Further on in his " Description" Waldron also tells of the Black Lady of Castle Rushen : -

A mighty bustle they make of an apparition which they say haunts Castle Rushen in the form of a woman, who was some years since executed for the murder of her child. I have heard not only persons who have been confined there for debt, but also the soldiers of the garrison, affirm they have seen it at various times ; but what I took most notice of was the report of a gentleman of whose good undersanding as well as veracity I have a very great opinion. He told me that, happening to be abroad late one night, and catched in an excessive storm of wind and rain, he saw a woman standing before the Castle gate, where, being not the least shelter, it somewhat urprised him that anybody, much less one of that sex, should not rather run to some little porch or shed, of which there are several in Castletown, than choose to stand still exposed and alone to such adreadful tempest. His curiosity exciting him to draw nearer that he might discover who it was that seemed so little to regards the fury of the elements; but, as he proceeded, she retreated and at last he thought she went into the Castle, the gates were shut. This obliging him to think that he had seen a spirit, he went home very much terrified ; but next day, on relating his adventure to some people who lived in the Castle, and describing as near as he could the garb and stature of the apparition, they told him it was that of the woman mentioned, who had been frequently seen by the soldiers on guard to pass in and out of the gates of the Castle, though they were locked and bolted, as well as to walk through the rooms, though there was no visible way of entering.

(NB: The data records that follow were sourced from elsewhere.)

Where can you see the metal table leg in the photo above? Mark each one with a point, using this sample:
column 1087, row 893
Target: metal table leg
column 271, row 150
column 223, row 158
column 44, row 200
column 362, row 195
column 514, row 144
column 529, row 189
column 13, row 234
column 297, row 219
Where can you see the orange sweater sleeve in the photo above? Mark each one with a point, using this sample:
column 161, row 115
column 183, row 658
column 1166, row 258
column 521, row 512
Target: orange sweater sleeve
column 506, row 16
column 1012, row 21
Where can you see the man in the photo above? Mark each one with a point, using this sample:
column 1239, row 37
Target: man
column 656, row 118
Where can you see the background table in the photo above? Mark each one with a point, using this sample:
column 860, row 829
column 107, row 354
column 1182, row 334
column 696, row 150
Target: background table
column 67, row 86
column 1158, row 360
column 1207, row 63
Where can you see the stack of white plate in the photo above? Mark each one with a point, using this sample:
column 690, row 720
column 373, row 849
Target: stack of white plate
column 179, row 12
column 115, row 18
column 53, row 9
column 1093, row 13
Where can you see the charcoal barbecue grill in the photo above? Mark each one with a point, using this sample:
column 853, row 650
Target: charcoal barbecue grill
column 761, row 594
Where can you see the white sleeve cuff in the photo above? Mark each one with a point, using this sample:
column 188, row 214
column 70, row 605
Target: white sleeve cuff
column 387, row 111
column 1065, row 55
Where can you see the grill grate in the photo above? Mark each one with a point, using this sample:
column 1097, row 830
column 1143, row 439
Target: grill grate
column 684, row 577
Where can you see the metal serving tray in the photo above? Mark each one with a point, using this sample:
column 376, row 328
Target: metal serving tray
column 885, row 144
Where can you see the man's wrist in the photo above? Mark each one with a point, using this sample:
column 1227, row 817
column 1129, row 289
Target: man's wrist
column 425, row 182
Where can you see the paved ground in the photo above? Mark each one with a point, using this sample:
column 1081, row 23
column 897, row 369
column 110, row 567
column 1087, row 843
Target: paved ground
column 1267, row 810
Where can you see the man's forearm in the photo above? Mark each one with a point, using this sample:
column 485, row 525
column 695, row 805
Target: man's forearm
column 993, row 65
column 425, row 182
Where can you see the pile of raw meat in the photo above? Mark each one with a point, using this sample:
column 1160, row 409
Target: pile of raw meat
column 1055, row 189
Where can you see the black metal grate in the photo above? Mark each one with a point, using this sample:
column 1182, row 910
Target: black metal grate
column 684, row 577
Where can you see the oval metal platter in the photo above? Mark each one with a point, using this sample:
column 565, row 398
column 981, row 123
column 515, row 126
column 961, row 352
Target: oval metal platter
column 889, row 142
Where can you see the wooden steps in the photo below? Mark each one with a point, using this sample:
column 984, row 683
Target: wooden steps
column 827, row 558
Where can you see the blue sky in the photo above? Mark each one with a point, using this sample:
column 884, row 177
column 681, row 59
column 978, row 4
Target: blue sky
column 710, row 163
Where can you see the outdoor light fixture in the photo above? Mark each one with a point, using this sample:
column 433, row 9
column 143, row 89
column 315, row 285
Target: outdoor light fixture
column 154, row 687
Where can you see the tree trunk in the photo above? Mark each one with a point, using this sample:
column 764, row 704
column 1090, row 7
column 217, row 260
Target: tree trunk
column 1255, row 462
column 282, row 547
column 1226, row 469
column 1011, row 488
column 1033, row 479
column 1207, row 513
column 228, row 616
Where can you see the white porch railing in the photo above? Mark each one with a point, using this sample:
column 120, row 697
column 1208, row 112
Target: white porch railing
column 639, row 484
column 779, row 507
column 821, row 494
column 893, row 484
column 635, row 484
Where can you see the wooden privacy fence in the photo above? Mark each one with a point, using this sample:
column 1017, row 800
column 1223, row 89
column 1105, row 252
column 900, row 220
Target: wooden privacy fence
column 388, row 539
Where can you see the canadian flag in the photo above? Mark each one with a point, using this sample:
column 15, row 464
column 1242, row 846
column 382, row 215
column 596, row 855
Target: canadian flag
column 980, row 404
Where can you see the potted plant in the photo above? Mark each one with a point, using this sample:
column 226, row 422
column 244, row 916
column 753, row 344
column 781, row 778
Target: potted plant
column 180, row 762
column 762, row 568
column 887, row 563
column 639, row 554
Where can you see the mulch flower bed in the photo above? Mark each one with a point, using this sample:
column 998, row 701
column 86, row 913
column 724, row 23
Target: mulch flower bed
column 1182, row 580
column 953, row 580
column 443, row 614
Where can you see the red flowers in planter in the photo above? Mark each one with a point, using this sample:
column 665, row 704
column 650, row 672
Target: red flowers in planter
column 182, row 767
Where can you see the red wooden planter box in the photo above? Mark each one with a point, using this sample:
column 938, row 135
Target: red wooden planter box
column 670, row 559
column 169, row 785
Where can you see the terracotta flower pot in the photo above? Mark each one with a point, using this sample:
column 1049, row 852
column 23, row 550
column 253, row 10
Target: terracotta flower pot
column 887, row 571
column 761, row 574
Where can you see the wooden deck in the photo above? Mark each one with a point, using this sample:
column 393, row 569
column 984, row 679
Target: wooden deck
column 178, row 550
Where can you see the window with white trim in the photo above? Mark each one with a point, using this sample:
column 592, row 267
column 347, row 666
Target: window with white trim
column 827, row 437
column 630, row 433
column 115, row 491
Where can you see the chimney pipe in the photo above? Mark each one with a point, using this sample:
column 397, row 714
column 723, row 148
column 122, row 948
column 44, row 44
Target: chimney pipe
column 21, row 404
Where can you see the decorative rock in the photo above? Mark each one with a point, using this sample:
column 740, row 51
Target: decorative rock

But though she is so familiar to the eye of the inmates of the Castle, no person has yet, however, had the courage to speak to her ; and as they say a spirit has no power to reveal its mind without being conjured to do so in a proper manner, the reason of her being permitted to wander is unknown.

Leaving the old Castle, with its reminiscences, real or imaginary, and turning to the right up the gentle eminence on which it stands, we pass, in a little square opposite the southern wall of the Castle, a small unpretending building, with two pillars at the door, and looking altogether like a third-rate Dissenting chapel. This was the House of Keys - the Manx Parliament House, in fact - in which, for nearly 170 years, the Insular Legislature held its sittings. It is now the Castletown office of Dumbell's Banking Company, Limited. Since the removal of the seat of Government to Douglas, however, the Keys do not meet in Castletown, the Governor, for convenience, more generally requiring their attendance at Douglas, where a handsome chamber, in oak, has been fitted up. for them in the Government Buildings, Prospect Hill.

Passing on, we enter the Market-place, in the centre of which is a Doric column, erected in 1836, in memory of the late Lieutenant-Governor Smelt; and near to it stands an ancient town cross, containing a very curious antique sun-dial, which is well worth notice. On the west side of the Market-place, opposite to the modern entrance into the Castle formed through the glacis, are the Barracks ; on the opposite side of the square is the Custom House, and at its south-east corner is St Mary's Church, built in 1826, in excavating the foundations of which three Roman coins of Germanicus and Agricola were discovered embedded in a large stone, probably the foundation stone of a Roman temple, of the existence of which tradition speaks. There is also preserved in Castle Rushen a Roman altar, said to have been found in the same locality. We give illustrations of the. Roman altar and of St. Mary's Church. ;

The town contains two good hotels - the George and the Union - together with several respectable inns, refreshment-rooms, and boarding-houses.